How do I start freelance work?

Hi,

I wish to start some freelance work. I'm interested in development side. I'm proficient in Articulate Storyline, Captivate, Photoshop, Flash, and Audio editing. I've done some mLearning development.

I've ten plus year experience in eLearning in design and development. I'm doing a job. 

Side by side I want to do some freelance work. So eventually, I can start working for myself.

Every time I apply for any freelance work, people asks for sample work.
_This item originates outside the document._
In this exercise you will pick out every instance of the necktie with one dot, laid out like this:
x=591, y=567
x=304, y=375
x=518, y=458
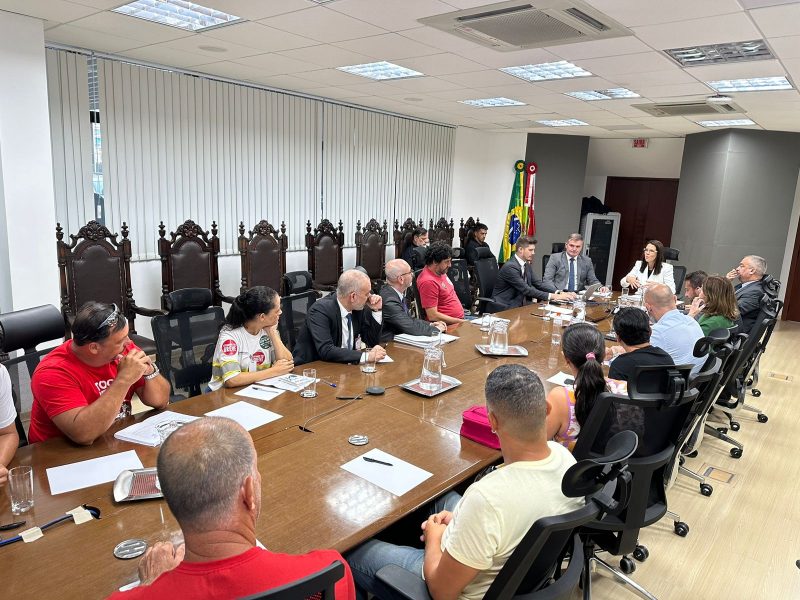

I provide some clips and images. But I guess that's not enough.

I want to create a new sample work.

I'm looking for any ideas for sample work. 

Sample topics?

How long a sample should be? How many samples required?

I want to reflect my skills in my sample work.

Actually what clients expect in a sample work?

How to impress in a sample work?

I've some ideas from my work experience but I don't want use any of them. 

I want to do something different.

Thanks.

20 Replies
Bruce Graham

Hi,

Here's the best advice I know:

http://www.articulate.com/rapid-elearning/heres-why-you-need-an-e-learning-portfolio/

If you want to get into this business as a part-time freelancer, you are competing with those of us who do it as a living, so you will need to put a fair degree of commitment and hard-work into this.

Also, if you have not already done so, I recommend reading this thread end-to-end, several times. It will help prepare you for the realities of freelancing as a fulltime career.

Good luck!

Bruce

Bruce Graham

One other point - and I do not want this to come over as overly negative, I want it to be helpful.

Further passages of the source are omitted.